Duncan Laurence singles chronology
| "Arcade" (2019) | "Love Don't Hate It" (2019) | "Someone Else" (2020) |

Music video
- "Love Don't Hate It" on YouTube

= Love Don't Hate It =

"Love Don't Hate It" is a song by Dutch singer-songwriter Duncan Laurence. It was released as a digital download on 23 October 2019 by Spark Records as the second single from his debut studio album Small Town Boy, the song also features on his debut EP Worlds on Fire. It is the follow-up to "Arcade", Laurence's winning entry at the Eurovision Song Contest 2019.

==Background==
Laurence previously stated that he did not want to rush out a follow-up to "Arcade", but rather take his time and wait until he found the right song. De Telegraaf announced on 14 October that fans that had attended Laurence's performance in Nijmegen were told the follow-up single would be "Love Don't Hate It". Laurence called it "a song about fighting for who you are and who you choose to love" and his "answer against the hate in the world, that will always keep trying to break down what we crave most: love".

==Live performance==
Duncan premiered the song on Dutch television during De Wereld Draait Door on 23 October.

== Music video ==
A music video for "Love Don't Hate It" was released on 8 November. Directed by Ed Sayers of Seven Productions, it features Laurence in a dark area, singing amongst red lights and celluloid film effects.
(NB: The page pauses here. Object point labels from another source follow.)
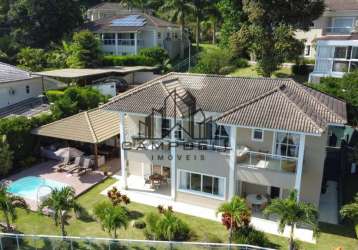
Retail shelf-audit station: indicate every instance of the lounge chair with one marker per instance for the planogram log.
(72, 167)
(59, 167)
(85, 167)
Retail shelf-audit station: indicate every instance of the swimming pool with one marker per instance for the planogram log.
(28, 187)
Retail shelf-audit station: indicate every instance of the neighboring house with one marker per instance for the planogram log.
(127, 33)
(233, 136)
(332, 40)
(19, 90)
Bryan Kress of Billboard wrote, "With so much on the line, [Laurence] looks every bit prepared to lead the way and fight to the end." In an interview with Promonews, Sayers explained the process to achieve the video's effects: "A pretty singular approach with a mix of hard and soft dynamic lighting using white and red lights and a host of special flare lens to fire firey light down the barrel and onto Super 16mm film and a little Super 8mm."

==Personnel==
Credits adapted from Tidal.
- Tofer Brown – Producer, associated performer, background vocalist, engineer, guitar, piano, programmer, studio personnel
- Duncan de Moor – Composer, lyricist, associated performer, vocals
- Michelle Buzz – Composer, lyricist
- Robert Gerongco – Composer, lyricist
- Sam Farrar – Composer, lyricist, associated performer, guitar, programmer
- Samuel Gerongco – Composer, lyricist
- Ilse DeLange – Associated performer, background vocalist
- Tijmen Zinkhaan – Engineer, studio personnel
- Frank Arkwright – Mastering engineer, studio personnel
- Cenzo Townshend – Mixer, studio personnel
- Andy Selby – Studio personnel, vocal editing

==Charts==

===Weekly charts===

| Chart (2019–2020) | Peak position |
|---|---|
| Belgium (Ultratip Bubbling Under Flanders) | 3 |
| Netherlands (Dutch Top 40) | 6 |
| Netherlands (Single Top 100) | 41 |

===Year-end charts===

| Chart (2019) | Position |
|---|---|
| Netherlands (Dutch Top 40) | 99 |
| Chart (2020) | Position |
| Netherlands (Dutch Top 40) | 53 |

==Certifications==

| Region | Certification | Certified units/sales |
| Netherlands (NVPI) | Gold | 40,000^{‡} |
^{‡} Sales+streaming figures based on certification alone.